= Samaspur =

Indian village

Samaspur is a midsize village in the middle of Sector 51 in the Gurgaon district of the Indian state of Haryana. It has a population of about 1850 persons living in around 348 households.

It is a well planned and the first model village of the country set up by India's first Prime Minister, Jawaharlal Nehru and inaugurated by Harold Macmillan, the UK Prime Minister at the time. It has wide paved streets laid into rectangular pattern. The houses of the village are airy and have open spaces in front of them. The village has several large developed parks which provide open space for the children to play, elders to walk and women to relax. The village has well laid out sewage and drainage system, there are no open drains in the village.

The Major Caste in the Village is Yadav, with a significant SC/Jatav presence. The Yadavs hailing from near by village "Tikli" migrated to Samaspur before it was established as modern village. They owned the majority of land and established the residence. The families had agricultural land surrounding the village. These few families donated a lot of land to other families to establish the colony. Later the proposal to remodel the village as "first model village" was adopted.

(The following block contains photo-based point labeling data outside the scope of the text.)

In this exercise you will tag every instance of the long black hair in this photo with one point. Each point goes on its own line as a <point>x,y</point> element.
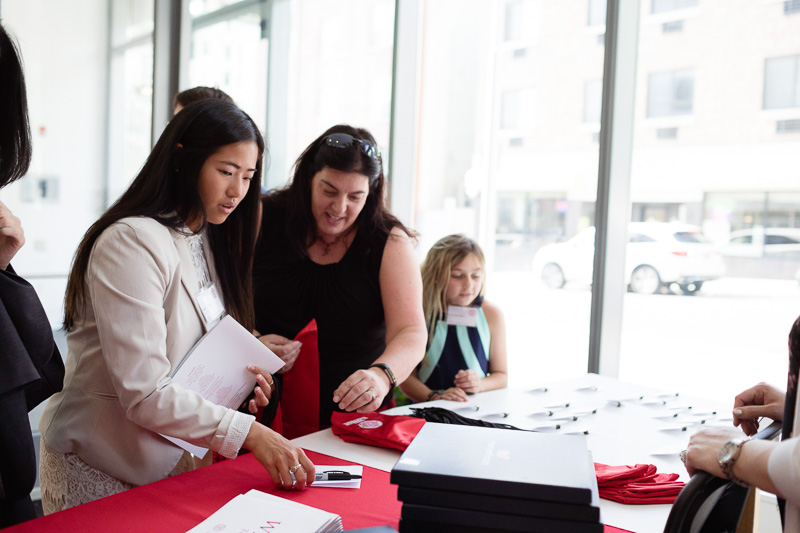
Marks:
<point>375,216</point>
<point>15,131</point>
<point>166,190</point>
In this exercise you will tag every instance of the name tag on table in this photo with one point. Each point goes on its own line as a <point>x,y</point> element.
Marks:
<point>462,316</point>
<point>210,303</point>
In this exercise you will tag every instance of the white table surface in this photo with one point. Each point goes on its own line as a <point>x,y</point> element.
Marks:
<point>626,424</point>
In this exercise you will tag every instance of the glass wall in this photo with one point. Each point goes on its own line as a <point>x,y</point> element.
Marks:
<point>229,51</point>
<point>339,72</point>
<point>713,141</point>
<point>506,132</point>
<point>130,93</point>
<point>508,154</point>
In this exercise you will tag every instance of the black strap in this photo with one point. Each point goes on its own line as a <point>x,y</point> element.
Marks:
<point>439,415</point>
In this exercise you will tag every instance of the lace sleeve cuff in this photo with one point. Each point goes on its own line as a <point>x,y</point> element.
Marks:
<point>237,428</point>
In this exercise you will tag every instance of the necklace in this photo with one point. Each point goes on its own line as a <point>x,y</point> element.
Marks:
<point>328,245</point>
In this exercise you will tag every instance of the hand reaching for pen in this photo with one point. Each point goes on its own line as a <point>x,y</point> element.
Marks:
<point>761,400</point>
<point>286,349</point>
<point>11,236</point>
<point>263,389</point>
<point>453,394</point>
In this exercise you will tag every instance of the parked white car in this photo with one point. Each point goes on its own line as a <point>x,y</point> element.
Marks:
<point>657,256</point>
<point>761,242</point>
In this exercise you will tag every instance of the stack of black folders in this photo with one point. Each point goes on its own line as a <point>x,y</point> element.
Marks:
<point>467,479</point>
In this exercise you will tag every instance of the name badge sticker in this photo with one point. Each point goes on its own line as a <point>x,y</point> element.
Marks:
<point>462,316</point>
<point>210,303</point>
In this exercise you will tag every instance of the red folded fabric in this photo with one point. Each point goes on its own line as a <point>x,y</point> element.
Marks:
<point>637,484</point>
<point>376,429</point>
<point>608,475</point>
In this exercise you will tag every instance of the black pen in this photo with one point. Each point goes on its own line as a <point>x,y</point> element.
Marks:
<point>335,475</point>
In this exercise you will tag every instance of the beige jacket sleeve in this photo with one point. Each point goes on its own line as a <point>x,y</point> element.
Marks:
<point>146,322</point>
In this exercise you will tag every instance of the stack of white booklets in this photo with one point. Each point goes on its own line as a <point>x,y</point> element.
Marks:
<point>258,511</point>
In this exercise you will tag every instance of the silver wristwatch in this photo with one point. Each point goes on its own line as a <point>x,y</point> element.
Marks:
<point>727,457</point>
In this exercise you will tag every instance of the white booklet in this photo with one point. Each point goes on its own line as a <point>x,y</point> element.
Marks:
<point>216,367</point>
<point>259,511</point>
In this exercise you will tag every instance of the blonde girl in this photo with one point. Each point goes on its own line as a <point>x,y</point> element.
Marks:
<point>464,355</point>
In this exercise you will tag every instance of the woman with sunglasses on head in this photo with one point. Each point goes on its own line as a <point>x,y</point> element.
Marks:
<point>330,251</point>
<point>158,270</point>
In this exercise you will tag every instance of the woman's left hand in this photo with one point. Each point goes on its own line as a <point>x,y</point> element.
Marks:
<point>468,381</point>
<point>363,391</point>
<point>703,450</point>
<point>263,389</point>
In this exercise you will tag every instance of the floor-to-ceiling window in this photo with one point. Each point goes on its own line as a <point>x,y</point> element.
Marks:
<point>228,50</point>
<point>508,154</point>
<point>716,141</point>
<point>130,93</point>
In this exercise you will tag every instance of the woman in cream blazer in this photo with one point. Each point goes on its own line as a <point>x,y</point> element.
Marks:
<point>141,293</point>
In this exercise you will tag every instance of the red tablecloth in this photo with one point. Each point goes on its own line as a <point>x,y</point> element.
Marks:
<point>179,503</point>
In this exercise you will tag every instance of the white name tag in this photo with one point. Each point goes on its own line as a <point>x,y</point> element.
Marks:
<point>210,303</point>
<point>462,316</point>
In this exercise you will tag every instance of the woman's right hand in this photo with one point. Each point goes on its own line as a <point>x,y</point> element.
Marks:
<point>280,458</point>
<point>756,402</point>
<point>286,349</point>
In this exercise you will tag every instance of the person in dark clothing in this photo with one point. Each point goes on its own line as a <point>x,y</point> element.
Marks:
<point>330,251</point>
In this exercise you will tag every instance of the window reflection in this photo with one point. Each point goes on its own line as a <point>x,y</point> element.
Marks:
<point>713,148</point>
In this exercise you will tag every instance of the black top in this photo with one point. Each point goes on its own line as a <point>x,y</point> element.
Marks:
<point>344,298</point>
<point>31,370</point>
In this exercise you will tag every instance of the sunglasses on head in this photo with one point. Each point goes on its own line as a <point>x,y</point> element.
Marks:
<point>345,140</point>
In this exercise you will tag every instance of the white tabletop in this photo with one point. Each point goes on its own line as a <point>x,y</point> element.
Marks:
<point>624,424</point>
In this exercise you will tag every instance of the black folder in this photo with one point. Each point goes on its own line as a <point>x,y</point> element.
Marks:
<point>461,520</point>
<point>497,504</point>
<point>498,462</point>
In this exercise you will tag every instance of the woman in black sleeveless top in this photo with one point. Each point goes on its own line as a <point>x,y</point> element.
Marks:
<point>330,251</point>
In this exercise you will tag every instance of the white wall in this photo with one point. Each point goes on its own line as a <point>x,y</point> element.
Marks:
<point>64,50</point>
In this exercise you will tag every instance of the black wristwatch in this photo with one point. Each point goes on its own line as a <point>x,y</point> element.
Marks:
<point>387,371</point>
<point>727,457</point>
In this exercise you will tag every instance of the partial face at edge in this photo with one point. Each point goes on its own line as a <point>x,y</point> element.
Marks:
<point>337,199</point>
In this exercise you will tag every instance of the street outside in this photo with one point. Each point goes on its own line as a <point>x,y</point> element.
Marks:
<point>729,336</point>
<point>726,338</point>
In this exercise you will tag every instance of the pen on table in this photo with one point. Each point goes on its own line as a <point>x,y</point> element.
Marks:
<point>335,475</point>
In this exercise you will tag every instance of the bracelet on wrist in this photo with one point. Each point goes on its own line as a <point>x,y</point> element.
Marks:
<point>388,372</point>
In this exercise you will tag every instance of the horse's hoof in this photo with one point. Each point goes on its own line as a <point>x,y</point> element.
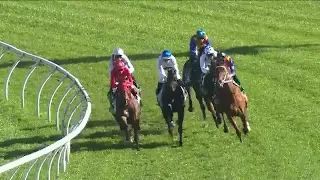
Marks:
<point>240,139</point>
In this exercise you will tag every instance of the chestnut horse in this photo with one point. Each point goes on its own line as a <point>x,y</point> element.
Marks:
<point>172,99</point>
<point>232,102</point>
<point>128,111</point>
<point>195,83</point>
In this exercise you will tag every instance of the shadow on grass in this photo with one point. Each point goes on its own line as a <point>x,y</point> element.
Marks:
<point>101,123</point>
<point>242,50</point>
<point>14,154</point>
<point>37,128</point>
<point>100,146</point>
<point>30,140</point>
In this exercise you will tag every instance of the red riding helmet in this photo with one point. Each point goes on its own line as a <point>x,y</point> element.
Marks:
<point>119,65</point>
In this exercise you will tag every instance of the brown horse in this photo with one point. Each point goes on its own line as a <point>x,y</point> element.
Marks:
<point>128,111</point>
<point>232,102</point>
<point>210,94</point>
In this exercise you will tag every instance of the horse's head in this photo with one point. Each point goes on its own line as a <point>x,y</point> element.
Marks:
<point>123,91</point>
<point>172,75</point>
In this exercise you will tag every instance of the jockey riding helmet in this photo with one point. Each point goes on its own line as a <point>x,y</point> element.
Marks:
<point>119,65</point>
<point>201,33</point>
<point>118,52</point>
<point>166,54</point>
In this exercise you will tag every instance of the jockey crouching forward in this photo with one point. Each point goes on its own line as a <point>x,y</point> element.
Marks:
<point>164,61</point>
<point>118,53</point>
<point>119,73</point>
<point>197,44</point>
<point>229,63</point>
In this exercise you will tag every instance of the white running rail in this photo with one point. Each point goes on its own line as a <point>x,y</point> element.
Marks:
<point>69,125</point>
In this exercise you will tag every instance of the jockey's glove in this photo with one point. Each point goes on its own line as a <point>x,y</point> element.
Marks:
<point>180,82</point>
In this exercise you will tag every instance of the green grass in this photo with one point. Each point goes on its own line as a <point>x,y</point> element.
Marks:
<point>275,47</point>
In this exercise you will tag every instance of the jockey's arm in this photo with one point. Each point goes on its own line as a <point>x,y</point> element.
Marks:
<point>128,63</point>
<point>161,71</point>
<point>203,66</point>
<point>113,80</point>
<point>175,66</point>
<point>110,67</point>
<point>128,74</point>
<point>193,48</point>
<point>232,67</point>
<point>209,43</point>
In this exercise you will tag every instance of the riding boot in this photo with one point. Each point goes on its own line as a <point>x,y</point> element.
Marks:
<point>202,85</point>
<point>236,79</point>
<point>135,83</point>
<point>180,83</point>
<point>158,90</point>
<point>110,97</point>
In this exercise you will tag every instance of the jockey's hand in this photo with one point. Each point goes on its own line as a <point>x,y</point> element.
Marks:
<point>180,82</point>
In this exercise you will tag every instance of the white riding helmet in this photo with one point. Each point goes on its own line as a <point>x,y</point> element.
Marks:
<point>118,52</point>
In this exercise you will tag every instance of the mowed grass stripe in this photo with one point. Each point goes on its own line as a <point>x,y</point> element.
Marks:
<point>275,49</point>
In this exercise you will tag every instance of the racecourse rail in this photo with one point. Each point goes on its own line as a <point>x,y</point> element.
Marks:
<point>69,125</point>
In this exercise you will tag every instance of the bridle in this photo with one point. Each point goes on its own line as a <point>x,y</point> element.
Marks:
<point>222,82</point>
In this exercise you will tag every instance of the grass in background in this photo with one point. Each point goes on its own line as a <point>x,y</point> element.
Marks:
<point>275,47</point>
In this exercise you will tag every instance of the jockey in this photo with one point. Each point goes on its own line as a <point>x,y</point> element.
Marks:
<point>228,62</point>
<point>166,60</point>
<point>119,72</point>
<point>197,44</point>
<point>119,53</point>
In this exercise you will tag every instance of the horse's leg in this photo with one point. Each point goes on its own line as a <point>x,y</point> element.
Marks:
<point>200,99</point>
<point>234,124</point>
<point>166,112</point>
<point>125,128</point>
<point>225,127</point>
<point>190,109</point>
<point>244,118</point>
<point>180,123</point>
<point>211,109</point>
<point>136,130</point>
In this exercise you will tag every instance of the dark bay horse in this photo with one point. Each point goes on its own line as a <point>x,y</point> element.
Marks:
<point>233,103</point>
<point>195,83</point>
<point>172,100</point>
<point>128,111</point>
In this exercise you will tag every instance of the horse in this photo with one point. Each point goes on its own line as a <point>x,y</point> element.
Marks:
<point>210,94</point>
<point>233,102</point>
<point>128,111</point>
<point>172,100</point>
<point>195,83</point>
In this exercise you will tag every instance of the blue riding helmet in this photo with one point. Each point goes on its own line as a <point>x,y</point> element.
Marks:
<point>201,33</point>
<point>166,54</point>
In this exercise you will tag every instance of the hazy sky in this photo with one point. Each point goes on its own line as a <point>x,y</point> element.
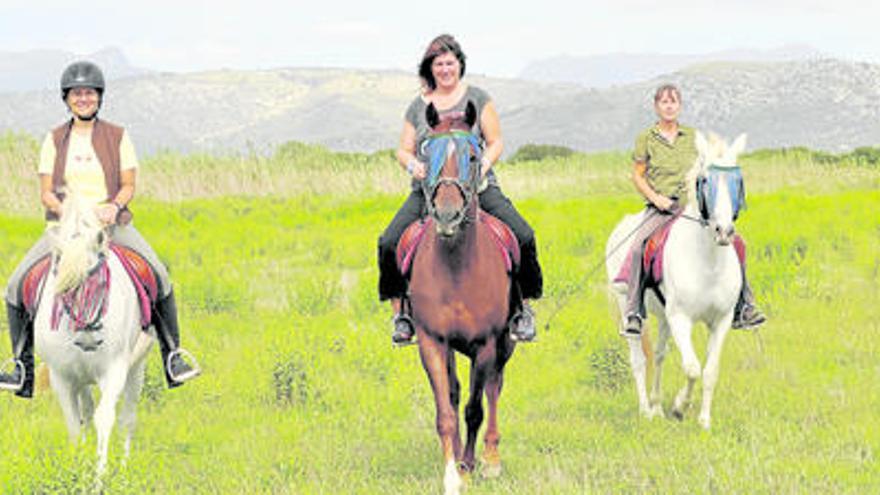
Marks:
<point>500,37</point>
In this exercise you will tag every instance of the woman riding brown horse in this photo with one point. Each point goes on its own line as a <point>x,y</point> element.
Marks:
<point>460,292</point>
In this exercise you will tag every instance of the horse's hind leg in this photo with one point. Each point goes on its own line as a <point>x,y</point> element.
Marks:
<point>681,327</point>
<point>111,385</point>
<point>710,372</point>
<point>435,361</point>
<point>659,357</point>
<point>86,408</point>
<point>67,399</point>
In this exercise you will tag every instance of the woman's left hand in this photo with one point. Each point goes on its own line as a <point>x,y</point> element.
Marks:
<point>485,166</point>
<point>107,213</point>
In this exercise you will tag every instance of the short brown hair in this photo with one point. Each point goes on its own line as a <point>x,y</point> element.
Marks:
<point>667,90</point>
<point>444,43</point>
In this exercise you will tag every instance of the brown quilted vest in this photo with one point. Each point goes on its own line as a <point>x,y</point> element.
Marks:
<point>105,139</point>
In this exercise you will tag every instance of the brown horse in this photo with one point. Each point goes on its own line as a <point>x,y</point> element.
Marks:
<point>460,294</point>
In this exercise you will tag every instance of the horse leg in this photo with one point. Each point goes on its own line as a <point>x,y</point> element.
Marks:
<point>67,399</point>
<point>713,362</point>
<point>111,385</point>
<point>481,366</point>
<point>434,357</point>
<point>454,399</point>
<point>131,395</point>
<point>638,363</point>
<point>86,407</point>
<point>659,357</point>
<point>494,384</point>
<point>681,327</point>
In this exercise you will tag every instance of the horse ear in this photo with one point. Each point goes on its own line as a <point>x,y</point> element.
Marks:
<point>702,144</point>
<point>470,114</point>
<point>738,145</point>
<point>432,116</point>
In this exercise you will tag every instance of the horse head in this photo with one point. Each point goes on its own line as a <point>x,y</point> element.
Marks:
<point>78,245</point>
<point>717,186</point>
<point>453,177</point>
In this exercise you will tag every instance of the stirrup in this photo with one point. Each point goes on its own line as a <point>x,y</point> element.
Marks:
<point>17,365</point>
<point>410,341</point>
<point>183,377</point>
<point>626,332</point>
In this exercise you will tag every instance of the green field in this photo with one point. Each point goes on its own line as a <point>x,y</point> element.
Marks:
<point>274,263</point>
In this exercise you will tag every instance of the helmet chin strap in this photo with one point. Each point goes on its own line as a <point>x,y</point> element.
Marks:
<point>87,118</point>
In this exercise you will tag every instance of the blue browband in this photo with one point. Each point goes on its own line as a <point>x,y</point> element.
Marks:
<point>465,142</point>
<point>732,177</point>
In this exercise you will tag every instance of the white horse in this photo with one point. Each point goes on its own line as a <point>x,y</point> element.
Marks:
<point>701,278</point>
<point>109,351</point>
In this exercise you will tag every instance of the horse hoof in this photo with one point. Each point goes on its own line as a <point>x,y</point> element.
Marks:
<point>491,471</point>
<point>705,423</point>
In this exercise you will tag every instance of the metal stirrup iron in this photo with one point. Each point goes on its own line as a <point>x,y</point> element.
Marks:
<point>180,351</point>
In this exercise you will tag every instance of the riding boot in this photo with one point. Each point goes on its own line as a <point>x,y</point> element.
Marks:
<point>177,371</point>
<point>21,331</point>
<point>522,325</point>
<point>404,330</point>
<point>635,298</point>
<point>747,315</point>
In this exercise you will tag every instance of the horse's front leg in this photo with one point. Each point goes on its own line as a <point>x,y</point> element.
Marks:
<point>69,401</point>
<point>111,385</point>
<point>494,384</point>
<point>481,368</point>
<point>435,361</point>
<point>681,326</point>
<point>713,363</point>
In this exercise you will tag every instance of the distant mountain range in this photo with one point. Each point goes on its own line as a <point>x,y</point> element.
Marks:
<point>41,69</point>
<point>821,103</point>
<point>601,71</point>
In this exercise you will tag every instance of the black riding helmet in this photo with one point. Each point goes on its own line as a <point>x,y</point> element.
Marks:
<point>82,74</point>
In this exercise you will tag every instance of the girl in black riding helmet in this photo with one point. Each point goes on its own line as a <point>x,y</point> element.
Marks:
<point>95,160</point>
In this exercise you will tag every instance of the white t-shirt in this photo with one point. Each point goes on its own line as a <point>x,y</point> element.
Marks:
<point>83,173</point>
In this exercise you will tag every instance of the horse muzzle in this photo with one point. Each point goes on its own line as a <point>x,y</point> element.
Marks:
<point>723,235</point>
<point>447,222</point>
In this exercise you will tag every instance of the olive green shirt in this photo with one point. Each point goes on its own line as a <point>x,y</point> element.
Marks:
<point>667,163</point>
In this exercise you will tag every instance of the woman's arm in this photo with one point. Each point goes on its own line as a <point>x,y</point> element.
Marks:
<point>638,177</point>
<point>491,128</point>
<point>406,153</point>
<point>47,194</point>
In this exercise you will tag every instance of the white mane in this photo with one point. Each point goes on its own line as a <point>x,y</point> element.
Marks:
<point>79,240</point>
<point>714,151</point>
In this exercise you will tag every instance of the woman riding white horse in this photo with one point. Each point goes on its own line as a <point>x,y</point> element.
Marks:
<point>95,160</point>
<point>88,328</point>
<point>662,156</point>
<point>701,276</point>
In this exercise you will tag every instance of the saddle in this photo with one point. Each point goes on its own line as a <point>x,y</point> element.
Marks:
<point>504,239</point>
<point>137,268</point>
<point>652,257</point>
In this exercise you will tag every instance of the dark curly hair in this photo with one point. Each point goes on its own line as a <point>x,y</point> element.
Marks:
<point>444,43</point>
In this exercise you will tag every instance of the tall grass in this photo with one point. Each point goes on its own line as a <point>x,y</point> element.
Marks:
<point>302,392</point>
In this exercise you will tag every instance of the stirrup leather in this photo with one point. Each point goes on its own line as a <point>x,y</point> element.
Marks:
<point>17,365</point>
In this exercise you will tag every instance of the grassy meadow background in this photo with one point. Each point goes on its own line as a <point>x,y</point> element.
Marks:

The First Head of the Village was Prithvipal Singh Yadav who devoted his life in agriculture, and in the service of the Village people, his family has a major influence in the village . He has three brothers, the elder on is a Renowned Geography Professor

The land of the village was purchased by a private builder, The Mayfield Gardern, and the rest of it was acquired by HUDA in 1990. On a piece of HUDA land, the Haryana Government have built a commerce and science college which is likely to start functioning from April–May 2016.

The village has a government co-educational middle school and a private school.

Nearby villages

The village Shamaspur is surrounded by Wazirabad in the East (1 km), Kanhai in the North (1 km), Jharsa in the West (1.5 km), Tighra in the South East (0.9 km), Badshapur in the South (2.5 km).